Saturday, June 24, 2017

Character Reality

The topic this month is about how a story's main characters get developed. I have to say how I do it varies from story to story, but only once did a character haunt my mind. It was my first book and she morphed between instigating my desire to write and how she appeared in the book. So how does a story's main characters get developed? For me, it varies.

Most often I begin writing the opening or a confrontational scene, and then I go back and determine why the characters reacted the way they did. Their personality and their experiences have shaped them, so I need to think up their histories. Sometimes I draw an image of the character. The personality part, though, often leads to psychological profiles, which can require research. Psychology drives motivation, behavior, and emotional response, which is how the reader will hopefully connect with that character. Why so much effort? To make interesting and believable characters or to help the reader understand why they behave the way they do.

Surprisingly, Psychology Today likes to give writers this information. Carolyn Kaufman, who has a Ph.D. in Psychology, has written several articles such as What Really Drives your Character, which is about "Terrible secrets, fears, and flaws: discover what's driving your characters!" The article also provides a profile to consider for characters' development. Such information abounds on the Internet and in printed books. 

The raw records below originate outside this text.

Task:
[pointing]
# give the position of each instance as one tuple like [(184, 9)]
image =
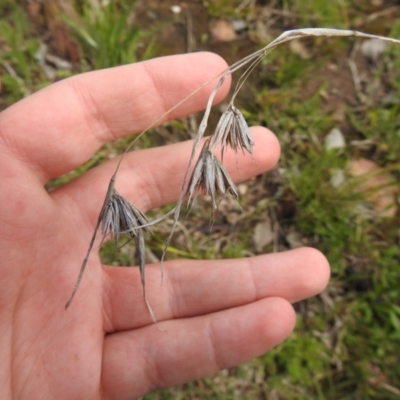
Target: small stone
[(373, 49)]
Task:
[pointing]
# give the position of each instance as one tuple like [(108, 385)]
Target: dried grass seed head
[(211, 178), (232, 131), (119, 216)]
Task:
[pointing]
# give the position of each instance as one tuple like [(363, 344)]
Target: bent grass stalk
[(118, 216)]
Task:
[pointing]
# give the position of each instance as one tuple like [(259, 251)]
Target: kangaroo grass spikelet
[(232, 132), (118, 216), (210, 177)]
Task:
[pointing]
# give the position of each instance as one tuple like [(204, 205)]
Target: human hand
[(213, 314)]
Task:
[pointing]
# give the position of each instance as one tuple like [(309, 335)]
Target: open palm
[(212, 314)]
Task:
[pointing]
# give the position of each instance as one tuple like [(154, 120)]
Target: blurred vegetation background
[(334, 104)]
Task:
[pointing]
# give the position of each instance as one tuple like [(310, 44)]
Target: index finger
[(61, 127)]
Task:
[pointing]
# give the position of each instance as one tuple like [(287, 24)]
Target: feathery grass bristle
[(211, 178), (232, 132)]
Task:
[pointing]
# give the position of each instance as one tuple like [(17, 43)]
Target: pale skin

Yet no matter how much time I spend defining a character, I know it only lets me understand them, and almost everything I learn about them won't even appear in the story. It only tells me how they might act in each scene.
Hero or villain, worried, evil, angry, or tormented?

Stories are not real life. I say this knowing I also have doubts about the 'reality' of many biographies I’ve read. Fiction stories are for entertainment and readers' desires to delve into lives other than their own. Each character must have a purpose in the story. Readers learn or interpret hints about the most important characters, starting with basics like description and continuing to each character's history and goals. The characters needed to create a setting are often more like furniture, unnamed except for function, like a waiter, doorman, nurse, who shows up once or twice.

Since the earliest traditions of oral story-telling, the mythic dimensions of stories give readers insight into themselves, even if they don’t realize it. This has carried over into today’s fiction. I wonder if those on-line games, which many might be readers are turning to, have the same fundamental purpose. Without factual experience or knowledge, I’d guess that they do.